“Oh, look at the Old Lady of the Mountain!” yelled Stacy. “Yes, she’s got a kid on either side of her. Ha, ha, ha!” he laughed.
“Elfreda!” Grace gripped the arm of her companion. “‘Lost River—Grandma and the Children—Three Peaks dead east.’ Look! There are the peaks. The sun is at the meridian. Oh, Elfreda!”
“And look—the yellow sands of Lost River. Oh, Grace! If it should be only a dream I’d faint, after all I have been through to get here. See! The old lady’s face is black as ink, just as that poor, unhappy old prospector said it was.”
“Children, do you know where you are?” called Captain Gray, none of the party having heard the exclamations of Grace and Elfreda.
“Yes, Tom Gray. I am sitting on my gold mine,” answered Miss Briggs, trying to control her voice and keep her elation out of it.
“Why, Elfreda! I thought you did not want a gold mine—that you wished to hear nothing more about the hateful subject,” chided Grace.
“I think I—I have the fever, and—” confessed Elfreda.
“You are in fact sitting on your gold mine.
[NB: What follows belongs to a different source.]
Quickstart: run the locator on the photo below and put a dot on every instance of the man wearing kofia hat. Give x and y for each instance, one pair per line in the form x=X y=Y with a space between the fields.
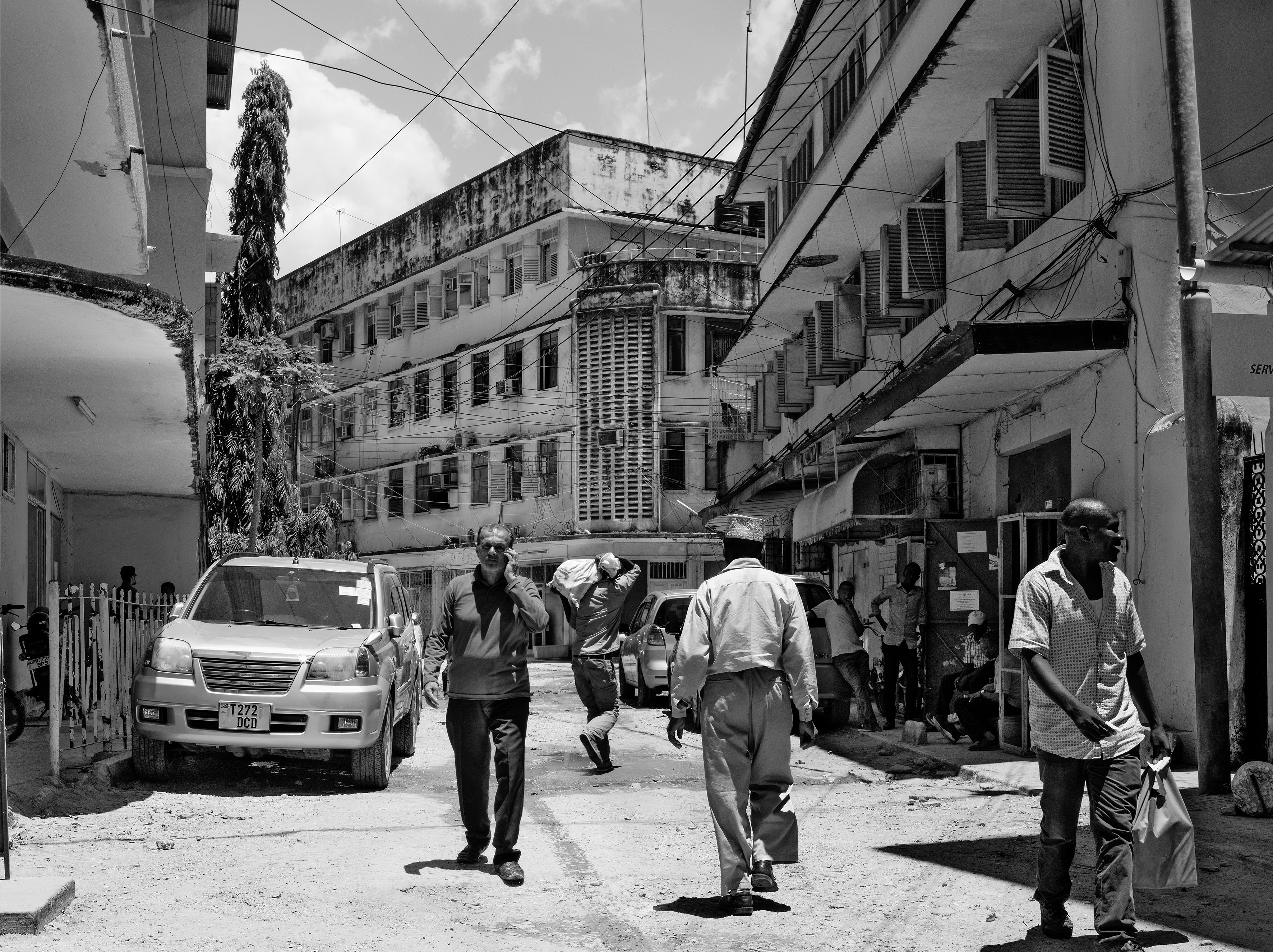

When I learned that Lost River was at the feet of Grandma and the Children, with Three Peaks dead east, I recognized the description instantly, for I had been here, and was impressed with the odd formations to be seen here,” said Captain Gray. “You will recall the words of the old prospector in the diary and on the sheet on which you wrote down what he told you. I was here trying to locate the headquarters of the Murrays, and, for your information, we are less than half a mile from the lair of the Guerrillas of the Cascades—the Murrays. Such is the irony of fate,” added Tom.
“Gold! Hooray!” yelled Stacy, tossing his hat into the air. “I hope it doesn’t turn out to be iron.”
“Please don’t get excited,” admonished Grace. “We are not certain that there is any gold here.”